“Las migraciones, las búsquedas de mejoras económicas y otros nos han puesto en una situación de alcance con el mensaje del evangelio que cualquier hombre piadoso en la historia hubiera deseado para poder proclamar el evangelio en las ciudades.”
Jano Molina, Presbítero Iglesia UNO - Plantador de Iglesias, Chile
A pesar de todos los desafíos de las áreas urbanas – tráfico, ruido, alto costo de vida, condiciones de vida aglomeradas y con frecuencia bajo el estándar, disparidad económica, estrés, sobrecarga psicológica, largas horas de desplazamiento, violencia – las ciudades les proveen a las personas de los países en desarrollo la mejor esperanza de educación e ingresos. Así, la gente continúa siendo atraída a la ciudad por medio de la migración y la inmigración.
Así como un corazón bombea la sangre a través del cuerpo, las ciudades bombean personas, tanto a corto como a largo plazo.
Esto hace más difícil desarrollar iglesias estables en las ciudades pero crea la oportunidad para la evangelización global mientras las personas se encuentran reubicadas de una ciudad a otra.
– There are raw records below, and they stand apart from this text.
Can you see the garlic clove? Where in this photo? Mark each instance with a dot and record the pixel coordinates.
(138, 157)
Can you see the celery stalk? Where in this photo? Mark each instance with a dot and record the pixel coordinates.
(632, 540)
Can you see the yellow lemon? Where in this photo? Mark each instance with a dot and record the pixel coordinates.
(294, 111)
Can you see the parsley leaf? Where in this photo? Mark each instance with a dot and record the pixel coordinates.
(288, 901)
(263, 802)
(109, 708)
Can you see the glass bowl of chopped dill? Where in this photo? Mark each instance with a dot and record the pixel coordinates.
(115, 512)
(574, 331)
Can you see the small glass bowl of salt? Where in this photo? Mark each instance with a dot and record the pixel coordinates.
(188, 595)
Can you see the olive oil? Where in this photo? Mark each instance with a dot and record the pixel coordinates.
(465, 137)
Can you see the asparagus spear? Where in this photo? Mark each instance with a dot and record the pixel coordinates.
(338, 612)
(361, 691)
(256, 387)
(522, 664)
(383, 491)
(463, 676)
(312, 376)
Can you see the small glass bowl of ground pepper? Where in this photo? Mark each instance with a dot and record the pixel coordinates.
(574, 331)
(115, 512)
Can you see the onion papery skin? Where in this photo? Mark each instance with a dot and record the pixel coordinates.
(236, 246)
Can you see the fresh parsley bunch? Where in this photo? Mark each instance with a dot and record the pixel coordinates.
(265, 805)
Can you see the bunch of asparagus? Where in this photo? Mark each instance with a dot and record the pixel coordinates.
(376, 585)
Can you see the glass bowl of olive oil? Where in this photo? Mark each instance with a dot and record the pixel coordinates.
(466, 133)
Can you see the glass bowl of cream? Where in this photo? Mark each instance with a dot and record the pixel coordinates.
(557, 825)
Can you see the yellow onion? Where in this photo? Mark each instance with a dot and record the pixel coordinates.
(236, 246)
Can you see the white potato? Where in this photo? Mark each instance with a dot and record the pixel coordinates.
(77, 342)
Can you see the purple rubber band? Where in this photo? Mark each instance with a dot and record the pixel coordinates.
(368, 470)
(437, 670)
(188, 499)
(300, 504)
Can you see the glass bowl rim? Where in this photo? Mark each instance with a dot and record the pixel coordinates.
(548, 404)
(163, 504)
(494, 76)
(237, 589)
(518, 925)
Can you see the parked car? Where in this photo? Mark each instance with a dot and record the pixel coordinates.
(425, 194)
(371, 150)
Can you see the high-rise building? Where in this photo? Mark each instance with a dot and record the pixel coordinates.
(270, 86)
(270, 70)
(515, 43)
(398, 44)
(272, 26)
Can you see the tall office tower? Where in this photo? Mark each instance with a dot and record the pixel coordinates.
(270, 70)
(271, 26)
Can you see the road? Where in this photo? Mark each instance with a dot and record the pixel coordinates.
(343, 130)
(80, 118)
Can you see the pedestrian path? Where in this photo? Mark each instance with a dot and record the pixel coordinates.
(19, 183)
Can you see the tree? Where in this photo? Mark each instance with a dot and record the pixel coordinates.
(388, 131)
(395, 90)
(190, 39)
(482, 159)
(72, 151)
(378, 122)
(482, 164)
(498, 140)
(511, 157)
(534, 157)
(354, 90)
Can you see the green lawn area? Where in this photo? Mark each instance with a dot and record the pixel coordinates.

Seguramente, Dios tiene un propósito en esto. Con frecuencia, las personas que se mudan a la ciudad no solo se están alejando de algo, sino también moviéndose hacia algo, queriendo cambio, anhelando nuevas cosas, esperando estar expuestos a nuevas ideas, para realizar un nuevo comienzo.
Sea por la migración o la inmigración, la experiencia socialmente dislocante de mudarse a una ciudad tiende a “aflojar las relaciones con las divinidades locales,” y abre las puertas para el Evangelio.